Allston has a mish-mash of people because it's at a crossroads to big colleges and it's near Fenway Park. It has the student population; bohemian types; and a growing ethnic base of Korean, Brazilian, and Salvadoran immigrants who may not immediately interact with one another, but share the same financial reasons to rent. It even has its own colorful mascot, Mr. Butch, whose portrait, along with those of other denizens, is splashed on the side of one of the buildings.

"At first glance, Allston looks really alive. There are people walking around at all times of night," adds Jeiven. "It only takes a little while and upon closer inspection [you find] that the homeowners do not live there and 90 percent of the population couldn't care less about it and use it as a trash can."

Todd Baribault , 19, says that's not him, although he's seen the trash. He moved into an Allston apartment with three roommates a year ago to be near Boston University, where he's a student. He's already experienced the hard knocks of Allston life.

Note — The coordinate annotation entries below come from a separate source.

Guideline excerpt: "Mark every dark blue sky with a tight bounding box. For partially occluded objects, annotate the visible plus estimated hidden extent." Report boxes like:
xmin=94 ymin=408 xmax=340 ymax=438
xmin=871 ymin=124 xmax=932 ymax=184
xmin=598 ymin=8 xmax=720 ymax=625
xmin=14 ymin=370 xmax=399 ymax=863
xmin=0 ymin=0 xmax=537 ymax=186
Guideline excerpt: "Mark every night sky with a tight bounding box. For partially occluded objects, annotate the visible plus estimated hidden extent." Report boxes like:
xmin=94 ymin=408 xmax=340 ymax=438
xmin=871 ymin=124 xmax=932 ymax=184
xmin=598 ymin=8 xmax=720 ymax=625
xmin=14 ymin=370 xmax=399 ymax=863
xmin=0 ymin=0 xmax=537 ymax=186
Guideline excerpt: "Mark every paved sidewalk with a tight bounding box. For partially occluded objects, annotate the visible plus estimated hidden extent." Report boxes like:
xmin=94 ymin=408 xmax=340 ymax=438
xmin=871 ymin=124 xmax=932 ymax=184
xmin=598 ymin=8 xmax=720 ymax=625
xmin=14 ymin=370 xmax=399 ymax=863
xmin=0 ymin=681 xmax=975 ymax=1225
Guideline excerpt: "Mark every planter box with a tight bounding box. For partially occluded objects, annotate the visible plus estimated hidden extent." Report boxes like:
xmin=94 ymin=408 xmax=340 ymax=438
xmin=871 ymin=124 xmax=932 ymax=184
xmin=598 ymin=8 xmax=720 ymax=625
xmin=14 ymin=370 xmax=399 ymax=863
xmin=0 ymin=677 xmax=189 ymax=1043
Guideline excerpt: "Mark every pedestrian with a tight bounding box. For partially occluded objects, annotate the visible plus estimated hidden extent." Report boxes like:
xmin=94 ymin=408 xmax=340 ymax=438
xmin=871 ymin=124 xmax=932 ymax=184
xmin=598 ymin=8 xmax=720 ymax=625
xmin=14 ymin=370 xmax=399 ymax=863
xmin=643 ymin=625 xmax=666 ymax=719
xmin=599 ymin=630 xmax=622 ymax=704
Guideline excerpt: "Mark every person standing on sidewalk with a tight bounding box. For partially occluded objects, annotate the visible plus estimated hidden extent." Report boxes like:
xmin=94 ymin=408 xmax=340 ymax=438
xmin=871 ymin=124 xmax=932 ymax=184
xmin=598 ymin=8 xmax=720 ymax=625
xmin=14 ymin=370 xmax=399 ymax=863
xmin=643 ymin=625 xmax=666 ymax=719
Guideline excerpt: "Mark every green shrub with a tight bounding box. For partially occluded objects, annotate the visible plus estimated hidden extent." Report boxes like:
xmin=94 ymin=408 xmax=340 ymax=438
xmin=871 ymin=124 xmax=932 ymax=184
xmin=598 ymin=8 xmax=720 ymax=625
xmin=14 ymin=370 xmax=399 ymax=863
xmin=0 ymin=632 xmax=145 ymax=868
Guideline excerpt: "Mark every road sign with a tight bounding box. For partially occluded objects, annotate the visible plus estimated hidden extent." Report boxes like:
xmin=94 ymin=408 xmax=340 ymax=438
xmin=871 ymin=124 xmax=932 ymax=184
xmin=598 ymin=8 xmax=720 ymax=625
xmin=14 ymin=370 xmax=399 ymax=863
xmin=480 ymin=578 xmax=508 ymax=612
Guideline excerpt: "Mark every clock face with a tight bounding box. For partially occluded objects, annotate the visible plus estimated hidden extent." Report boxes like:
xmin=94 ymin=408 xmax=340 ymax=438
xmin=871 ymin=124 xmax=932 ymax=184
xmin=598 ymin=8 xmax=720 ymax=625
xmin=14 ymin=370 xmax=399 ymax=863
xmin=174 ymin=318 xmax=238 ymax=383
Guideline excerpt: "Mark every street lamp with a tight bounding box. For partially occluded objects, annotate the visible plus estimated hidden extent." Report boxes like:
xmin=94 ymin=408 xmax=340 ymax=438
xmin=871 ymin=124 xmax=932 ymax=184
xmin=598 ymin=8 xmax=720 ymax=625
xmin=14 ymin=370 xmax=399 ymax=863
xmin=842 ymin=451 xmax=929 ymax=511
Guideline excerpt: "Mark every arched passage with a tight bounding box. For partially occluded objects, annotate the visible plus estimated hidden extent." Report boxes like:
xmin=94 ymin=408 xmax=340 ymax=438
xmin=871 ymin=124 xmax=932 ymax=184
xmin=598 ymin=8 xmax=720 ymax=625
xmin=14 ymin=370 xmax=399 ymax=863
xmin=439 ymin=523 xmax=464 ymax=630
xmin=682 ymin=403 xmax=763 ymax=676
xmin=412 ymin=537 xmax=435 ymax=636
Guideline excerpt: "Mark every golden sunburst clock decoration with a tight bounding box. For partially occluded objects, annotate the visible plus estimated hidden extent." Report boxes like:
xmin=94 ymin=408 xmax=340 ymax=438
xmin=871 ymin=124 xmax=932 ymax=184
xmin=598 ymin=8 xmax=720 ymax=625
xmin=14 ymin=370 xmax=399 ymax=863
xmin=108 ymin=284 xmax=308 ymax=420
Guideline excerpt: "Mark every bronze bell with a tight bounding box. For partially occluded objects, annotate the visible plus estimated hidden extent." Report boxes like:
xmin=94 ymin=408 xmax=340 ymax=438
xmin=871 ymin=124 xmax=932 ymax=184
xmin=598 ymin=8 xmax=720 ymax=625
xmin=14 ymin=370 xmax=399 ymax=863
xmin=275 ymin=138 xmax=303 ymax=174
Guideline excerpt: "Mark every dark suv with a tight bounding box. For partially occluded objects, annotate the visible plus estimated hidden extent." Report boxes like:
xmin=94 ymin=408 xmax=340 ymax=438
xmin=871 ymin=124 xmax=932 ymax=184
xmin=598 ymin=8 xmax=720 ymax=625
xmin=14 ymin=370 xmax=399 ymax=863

"I had my bike stolen once. There's little petty crime, but I don't feel endangered by it at all," he says, grabbing a large coffee at Herrell's Allston Cafe on Brighton Avenue. "You see some sketchy things. I saw two prostitutes coming out of a car in an alley near the mattress place," he says, pointing down the street.

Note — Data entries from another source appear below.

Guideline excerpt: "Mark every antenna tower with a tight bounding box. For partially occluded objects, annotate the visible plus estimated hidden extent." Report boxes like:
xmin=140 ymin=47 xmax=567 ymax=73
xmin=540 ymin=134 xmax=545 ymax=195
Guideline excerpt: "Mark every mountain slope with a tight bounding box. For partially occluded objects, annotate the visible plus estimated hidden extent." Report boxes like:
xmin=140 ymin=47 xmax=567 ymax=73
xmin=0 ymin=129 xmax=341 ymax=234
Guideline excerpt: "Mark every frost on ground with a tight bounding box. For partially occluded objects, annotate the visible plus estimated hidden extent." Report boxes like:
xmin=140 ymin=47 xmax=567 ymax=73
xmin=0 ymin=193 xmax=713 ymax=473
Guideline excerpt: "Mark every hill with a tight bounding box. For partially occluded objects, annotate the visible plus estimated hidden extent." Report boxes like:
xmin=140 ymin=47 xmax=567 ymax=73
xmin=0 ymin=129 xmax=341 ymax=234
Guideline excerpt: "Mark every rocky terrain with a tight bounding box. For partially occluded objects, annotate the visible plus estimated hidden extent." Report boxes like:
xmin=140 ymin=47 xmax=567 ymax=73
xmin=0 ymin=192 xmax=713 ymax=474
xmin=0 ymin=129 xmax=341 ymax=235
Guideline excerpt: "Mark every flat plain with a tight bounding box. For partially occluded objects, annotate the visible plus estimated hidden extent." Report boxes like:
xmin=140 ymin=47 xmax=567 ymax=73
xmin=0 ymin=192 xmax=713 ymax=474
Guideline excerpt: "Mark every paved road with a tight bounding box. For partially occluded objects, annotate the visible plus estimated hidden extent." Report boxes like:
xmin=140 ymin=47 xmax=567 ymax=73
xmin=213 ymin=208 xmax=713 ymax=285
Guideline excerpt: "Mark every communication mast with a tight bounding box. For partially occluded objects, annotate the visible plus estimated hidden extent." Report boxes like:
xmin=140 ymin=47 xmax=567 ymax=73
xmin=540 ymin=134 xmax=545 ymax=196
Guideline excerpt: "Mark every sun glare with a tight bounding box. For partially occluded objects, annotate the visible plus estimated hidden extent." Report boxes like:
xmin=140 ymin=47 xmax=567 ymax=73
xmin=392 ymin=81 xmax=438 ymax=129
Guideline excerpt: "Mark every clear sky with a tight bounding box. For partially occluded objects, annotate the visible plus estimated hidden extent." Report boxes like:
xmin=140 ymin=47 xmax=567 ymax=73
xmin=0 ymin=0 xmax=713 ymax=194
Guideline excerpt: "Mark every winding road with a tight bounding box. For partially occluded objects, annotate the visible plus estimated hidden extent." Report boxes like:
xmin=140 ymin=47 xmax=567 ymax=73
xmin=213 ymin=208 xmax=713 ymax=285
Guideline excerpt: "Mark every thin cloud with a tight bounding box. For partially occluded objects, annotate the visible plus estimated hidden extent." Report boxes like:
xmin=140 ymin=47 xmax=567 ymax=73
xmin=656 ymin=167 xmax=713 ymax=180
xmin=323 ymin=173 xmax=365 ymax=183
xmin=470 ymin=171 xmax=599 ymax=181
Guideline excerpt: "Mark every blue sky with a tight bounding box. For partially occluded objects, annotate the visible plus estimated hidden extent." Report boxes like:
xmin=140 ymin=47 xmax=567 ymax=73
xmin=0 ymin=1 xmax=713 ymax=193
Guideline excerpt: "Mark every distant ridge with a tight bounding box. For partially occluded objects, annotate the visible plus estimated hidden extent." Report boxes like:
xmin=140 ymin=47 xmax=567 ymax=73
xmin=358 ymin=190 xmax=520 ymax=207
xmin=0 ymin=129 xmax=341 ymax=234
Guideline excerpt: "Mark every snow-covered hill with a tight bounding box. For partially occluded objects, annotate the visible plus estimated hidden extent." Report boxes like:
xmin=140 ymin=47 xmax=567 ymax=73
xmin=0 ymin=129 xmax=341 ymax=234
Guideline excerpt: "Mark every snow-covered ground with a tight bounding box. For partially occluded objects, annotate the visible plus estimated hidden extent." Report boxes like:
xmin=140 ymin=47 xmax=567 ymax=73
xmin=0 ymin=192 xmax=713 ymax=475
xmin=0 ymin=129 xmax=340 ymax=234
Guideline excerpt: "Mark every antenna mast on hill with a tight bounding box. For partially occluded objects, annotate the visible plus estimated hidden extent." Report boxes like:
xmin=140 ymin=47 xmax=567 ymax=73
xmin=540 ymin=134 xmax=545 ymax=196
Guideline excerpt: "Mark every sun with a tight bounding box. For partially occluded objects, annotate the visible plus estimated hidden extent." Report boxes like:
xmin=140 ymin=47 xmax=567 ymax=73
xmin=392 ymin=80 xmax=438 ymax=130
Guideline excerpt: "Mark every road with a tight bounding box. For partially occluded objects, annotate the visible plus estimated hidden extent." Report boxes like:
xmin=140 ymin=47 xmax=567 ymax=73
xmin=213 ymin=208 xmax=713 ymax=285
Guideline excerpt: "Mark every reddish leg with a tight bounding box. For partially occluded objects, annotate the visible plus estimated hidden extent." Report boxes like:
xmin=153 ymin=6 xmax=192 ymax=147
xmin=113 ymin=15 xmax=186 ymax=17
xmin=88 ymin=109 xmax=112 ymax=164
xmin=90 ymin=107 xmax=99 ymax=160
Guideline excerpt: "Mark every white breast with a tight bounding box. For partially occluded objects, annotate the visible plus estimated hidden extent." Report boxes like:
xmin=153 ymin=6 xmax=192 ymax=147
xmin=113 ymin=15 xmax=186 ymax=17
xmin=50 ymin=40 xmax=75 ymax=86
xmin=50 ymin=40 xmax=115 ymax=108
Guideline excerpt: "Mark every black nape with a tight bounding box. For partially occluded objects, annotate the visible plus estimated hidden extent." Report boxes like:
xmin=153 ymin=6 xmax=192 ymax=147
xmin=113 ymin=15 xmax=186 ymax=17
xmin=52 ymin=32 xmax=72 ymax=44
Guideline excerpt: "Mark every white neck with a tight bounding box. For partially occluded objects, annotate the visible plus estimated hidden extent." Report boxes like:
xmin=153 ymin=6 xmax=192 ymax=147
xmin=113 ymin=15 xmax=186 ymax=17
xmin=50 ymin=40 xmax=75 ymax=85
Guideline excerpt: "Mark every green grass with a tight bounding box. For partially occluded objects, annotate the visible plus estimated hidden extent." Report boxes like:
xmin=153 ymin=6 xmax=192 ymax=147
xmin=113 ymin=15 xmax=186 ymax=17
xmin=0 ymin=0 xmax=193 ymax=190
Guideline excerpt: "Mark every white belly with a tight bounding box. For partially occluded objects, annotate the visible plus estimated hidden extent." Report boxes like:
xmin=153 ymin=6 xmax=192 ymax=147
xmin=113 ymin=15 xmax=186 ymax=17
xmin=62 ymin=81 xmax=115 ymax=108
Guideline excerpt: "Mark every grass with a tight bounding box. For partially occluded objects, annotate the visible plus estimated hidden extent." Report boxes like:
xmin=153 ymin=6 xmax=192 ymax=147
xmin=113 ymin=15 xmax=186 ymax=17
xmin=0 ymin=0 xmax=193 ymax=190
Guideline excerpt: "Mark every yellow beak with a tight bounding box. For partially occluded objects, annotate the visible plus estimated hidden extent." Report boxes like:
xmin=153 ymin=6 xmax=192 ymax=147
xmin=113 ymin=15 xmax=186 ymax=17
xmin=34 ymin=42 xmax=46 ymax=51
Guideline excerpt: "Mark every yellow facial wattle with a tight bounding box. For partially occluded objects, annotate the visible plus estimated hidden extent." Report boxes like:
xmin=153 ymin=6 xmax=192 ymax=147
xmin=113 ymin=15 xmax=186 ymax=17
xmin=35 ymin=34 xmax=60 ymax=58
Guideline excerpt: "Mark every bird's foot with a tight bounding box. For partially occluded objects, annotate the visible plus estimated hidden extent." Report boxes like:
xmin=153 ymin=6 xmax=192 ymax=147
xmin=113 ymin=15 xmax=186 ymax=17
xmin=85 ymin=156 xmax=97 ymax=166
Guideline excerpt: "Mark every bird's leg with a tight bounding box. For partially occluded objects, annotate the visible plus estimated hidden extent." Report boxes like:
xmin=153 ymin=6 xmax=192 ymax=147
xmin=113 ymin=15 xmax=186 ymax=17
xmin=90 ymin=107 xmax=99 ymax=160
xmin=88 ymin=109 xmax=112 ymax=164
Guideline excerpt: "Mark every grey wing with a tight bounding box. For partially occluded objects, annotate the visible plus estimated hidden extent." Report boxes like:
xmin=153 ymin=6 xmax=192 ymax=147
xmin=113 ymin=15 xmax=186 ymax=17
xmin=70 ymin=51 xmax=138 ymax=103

But then he considers the perks of Allston life. "A lot of my friends live here," he says. "You can walk everywhere. Cool shops and music scene. It's fun."

"It's like rock city," adds Andrew Pease, an Allston barista at Herrell's. The 31-year-old enjoys eating steak tips at Common Ground, listening to music at O'Brien's Pub, and throwing darts at the Silhouette Lounge. "It's very youthful and fun."

Jennifer Rose sees Gilmartin's book as another black eye that adds to the area's bad rap of a haven of rowdy students. "If you did live here in the first few weeks of the school year, people are sort of getting drunk with their first exuberance. It may not be the best face of Allston," says Rose, who runs the Allston Village Main Streets program, which promotes business opportunities in the neighborhood. "Allston accepts the students and all the hairdos and tattoos and fashions and people from lots of different cultures. This sarcastic [author] is not the only guy to listen to."